An investigation of a temperature calculation procedure from mole fractions of chemical species and enthalpy in incompressible thermo fluid dynamics simulation

This paper presents a procedure for calculation of temperature from mole fractions of chemical species and enthalpy, which are obtained from conservation equations of thermo fluid dynamics simulation. Fifteen chemical species that are often taken into account in gas and pulverized combustion simulation were investigated: N₂, O₂, CO, CO₂, H₂, H₂O, SO₂, H₂S, CH₄, C ₂H₂, C₂H₄, C₂H ₆, C₃H₄, C₃H₆ and C ₃H₈. When temperature is calculated from mole fractions of chemical species and enthalpy, a large error is involved if heat capacity is assumed to be constant. Thus, the equation expressing the relationship between enthalpy and temperature, derived by integrating the approximation of heat capacity with respect to temperature, should be used to obtain the temperature with high precision. When heat capacity is approximated by a quadratic or cubic polynomial with respect to temperature, the polynomial approximation expressing the relationship between enthalpy and temperature is cubic or a fourth degree polynomial approximation.

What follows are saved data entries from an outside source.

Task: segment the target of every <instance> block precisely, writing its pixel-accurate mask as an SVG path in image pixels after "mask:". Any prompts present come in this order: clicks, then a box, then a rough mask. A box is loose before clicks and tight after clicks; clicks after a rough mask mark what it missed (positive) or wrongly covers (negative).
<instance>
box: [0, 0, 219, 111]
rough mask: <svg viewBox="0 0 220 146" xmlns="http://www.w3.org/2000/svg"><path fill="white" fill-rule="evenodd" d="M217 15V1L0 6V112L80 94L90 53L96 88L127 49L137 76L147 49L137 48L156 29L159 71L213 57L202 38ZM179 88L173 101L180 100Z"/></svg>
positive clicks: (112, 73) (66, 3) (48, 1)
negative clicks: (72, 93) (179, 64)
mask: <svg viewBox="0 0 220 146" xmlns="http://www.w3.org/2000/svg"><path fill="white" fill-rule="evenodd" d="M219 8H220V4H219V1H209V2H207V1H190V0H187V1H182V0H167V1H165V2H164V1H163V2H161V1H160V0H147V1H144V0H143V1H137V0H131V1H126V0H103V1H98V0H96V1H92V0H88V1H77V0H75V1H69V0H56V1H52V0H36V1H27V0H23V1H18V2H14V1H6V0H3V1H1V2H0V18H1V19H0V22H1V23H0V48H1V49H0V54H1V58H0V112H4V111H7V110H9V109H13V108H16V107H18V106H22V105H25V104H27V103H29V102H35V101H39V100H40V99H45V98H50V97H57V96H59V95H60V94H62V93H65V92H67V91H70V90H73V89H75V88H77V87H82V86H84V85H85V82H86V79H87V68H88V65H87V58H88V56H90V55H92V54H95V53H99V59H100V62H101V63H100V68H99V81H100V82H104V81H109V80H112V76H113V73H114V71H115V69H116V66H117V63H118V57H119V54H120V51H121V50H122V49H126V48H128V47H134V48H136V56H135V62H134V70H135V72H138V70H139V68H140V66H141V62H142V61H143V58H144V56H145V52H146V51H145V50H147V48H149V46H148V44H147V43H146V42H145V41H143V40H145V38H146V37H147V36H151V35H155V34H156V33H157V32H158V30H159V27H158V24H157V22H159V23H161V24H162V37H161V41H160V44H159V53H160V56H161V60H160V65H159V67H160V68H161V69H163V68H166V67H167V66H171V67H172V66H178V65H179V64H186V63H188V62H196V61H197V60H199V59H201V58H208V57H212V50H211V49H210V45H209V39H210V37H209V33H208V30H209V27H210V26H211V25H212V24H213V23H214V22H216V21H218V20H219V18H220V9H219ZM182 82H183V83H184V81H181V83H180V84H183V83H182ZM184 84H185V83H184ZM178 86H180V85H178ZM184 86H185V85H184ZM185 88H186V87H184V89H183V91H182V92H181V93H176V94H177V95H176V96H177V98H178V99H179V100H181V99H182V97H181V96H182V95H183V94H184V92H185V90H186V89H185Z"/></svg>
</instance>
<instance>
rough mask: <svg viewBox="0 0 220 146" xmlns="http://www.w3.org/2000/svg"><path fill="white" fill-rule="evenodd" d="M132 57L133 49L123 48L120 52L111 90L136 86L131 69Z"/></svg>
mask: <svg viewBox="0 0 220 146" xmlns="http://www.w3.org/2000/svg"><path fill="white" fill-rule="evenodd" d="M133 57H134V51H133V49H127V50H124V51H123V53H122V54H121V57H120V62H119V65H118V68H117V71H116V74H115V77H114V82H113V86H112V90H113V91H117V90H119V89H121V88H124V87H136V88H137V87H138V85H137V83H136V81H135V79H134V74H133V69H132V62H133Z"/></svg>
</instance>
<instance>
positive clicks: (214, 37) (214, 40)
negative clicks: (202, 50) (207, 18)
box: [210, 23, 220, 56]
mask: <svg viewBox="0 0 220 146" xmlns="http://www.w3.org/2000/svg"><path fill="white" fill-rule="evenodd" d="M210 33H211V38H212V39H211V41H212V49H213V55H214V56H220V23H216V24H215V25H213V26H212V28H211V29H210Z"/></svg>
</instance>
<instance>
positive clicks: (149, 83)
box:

A non-iterative solution such as the Cardano method or the Ferrari method is available for the solution of the cubic or fourth degree polynomial approximation in a temperature calculation procedure. When heat capacity is approximated by a fourth or higher degree polynomial approximation with respect to temperature, an iterative method such as the Newton method is necessary to solve temperature. The higher the degree of the polynomial approximation is, the higher the computational load becomes. The computational load of the non-iterative method is the same as that of the iterative method when the degree of the enthalpy as a function of temperature is the fourth.